Epigenetic inheritance of the network's activity:

To maintain the undifferentiated state, ES cells need to keep silent differentiation genes. However, the genetic invalidation of key systems of epigenetic repression (Polycomb, H3K9 and CpG methylation) does not impair ES cells self-renewal. This suggests that silencing of developmental genes may be reestablished after each division owing to the highly efficient action of the pluripotency gene regulatory network. Under this context, the existence of a memory of gene activation would be particularly interesting to accelerate the re-establishment of the network upon re-entry into G1. We hypothesized that some pluripotency regulators may act as bookmarking factors by remaining bound to critical target genes during mitosis. This would enable the rapid and efficient re-establishment of the network after mitosis such that self-renewal is efficiently preserved. Using imaging and ChIP-Seq approaches we have identified one such pluripotency transcription factor, Esrrb. We are now pursuing our efforts to identify additional bookmarking factors in ES cells and to establish the regulatory principles underlying the mitotic epigenome. More recently, we have also started to address how replication impacts gene regulation in ES cells, and whether specific pluripotency regulators enable the reassembly of functional regulatory complexes after the passage of the fork.

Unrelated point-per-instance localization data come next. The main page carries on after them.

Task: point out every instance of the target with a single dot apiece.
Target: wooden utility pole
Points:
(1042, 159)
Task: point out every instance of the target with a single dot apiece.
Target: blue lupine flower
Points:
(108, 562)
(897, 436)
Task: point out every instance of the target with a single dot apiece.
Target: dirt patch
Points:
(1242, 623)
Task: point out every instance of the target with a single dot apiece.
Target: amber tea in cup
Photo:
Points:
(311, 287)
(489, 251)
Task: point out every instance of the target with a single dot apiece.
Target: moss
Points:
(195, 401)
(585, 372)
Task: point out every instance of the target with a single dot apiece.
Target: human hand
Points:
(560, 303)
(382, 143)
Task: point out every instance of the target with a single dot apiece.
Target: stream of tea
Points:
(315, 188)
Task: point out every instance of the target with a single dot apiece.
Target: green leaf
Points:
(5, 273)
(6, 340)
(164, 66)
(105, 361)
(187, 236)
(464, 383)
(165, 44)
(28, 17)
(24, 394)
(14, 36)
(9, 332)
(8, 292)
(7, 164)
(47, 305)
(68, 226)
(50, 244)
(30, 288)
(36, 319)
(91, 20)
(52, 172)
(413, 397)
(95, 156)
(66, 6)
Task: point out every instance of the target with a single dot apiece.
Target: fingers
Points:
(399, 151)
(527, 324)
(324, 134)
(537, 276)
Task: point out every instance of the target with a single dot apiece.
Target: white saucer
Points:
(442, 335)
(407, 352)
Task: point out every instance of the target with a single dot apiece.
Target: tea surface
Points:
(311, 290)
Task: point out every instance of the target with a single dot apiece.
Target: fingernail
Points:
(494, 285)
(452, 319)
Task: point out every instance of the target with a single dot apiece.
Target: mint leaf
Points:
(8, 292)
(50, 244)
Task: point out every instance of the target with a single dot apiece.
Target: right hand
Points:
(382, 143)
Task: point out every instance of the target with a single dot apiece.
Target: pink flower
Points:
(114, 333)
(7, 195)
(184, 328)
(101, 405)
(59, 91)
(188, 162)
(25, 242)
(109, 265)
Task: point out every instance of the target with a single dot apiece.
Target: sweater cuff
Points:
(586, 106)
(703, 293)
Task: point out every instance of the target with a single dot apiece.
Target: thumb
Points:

Esrrb on metaphase-stage ES cells
Mouse ES cell karyotype stained for Esrrb
Esrrb ChIP-Seq in interphase (blue) and mitosis (red)
RNA-Seq of one of our LASR candidates

The contribution of long non-coding RNAs to the network’s activity:

The study of ES cells has not escaped the recent explosion of regulatory lncRNA biology: from the thousands of lncRNAs that have been identified across the mouse genome a large subset is expressed in ES cells. Our goal is to identify “pluripotency lncRNAs” that would impact on ES cell biology as strongly as well established pluripotency transcription factors. We will focus on Nanog-mediated regulation as a tool to discover relevant lncRNAs. Indeed, among the three main pluripotency factors (Oct4, Sox2 and Nanog), only Nanog can be manipulated without dramatically affecting the ES cell transcriptome. Yet, within the very limited number of genes strictly dependent upon Nanog, highly relevant transcription factors such as Esrrb, Klf4, Rex1 and Prdm14 are found. We therefore postulate that within the potentially small number of Nanog-dependent lncRNAs, molecules as important as the aforementioned transcription factors should be easily identified. We are using RNA-Seq approaches to identify lncRNAs (LASR for Long-non-coding Associated to Self-Renewal) that respond to Nanog levels and are associated to the ground state of pluripotency. We are testing their functions using a combination of CRISPR-activation and -deletion studies.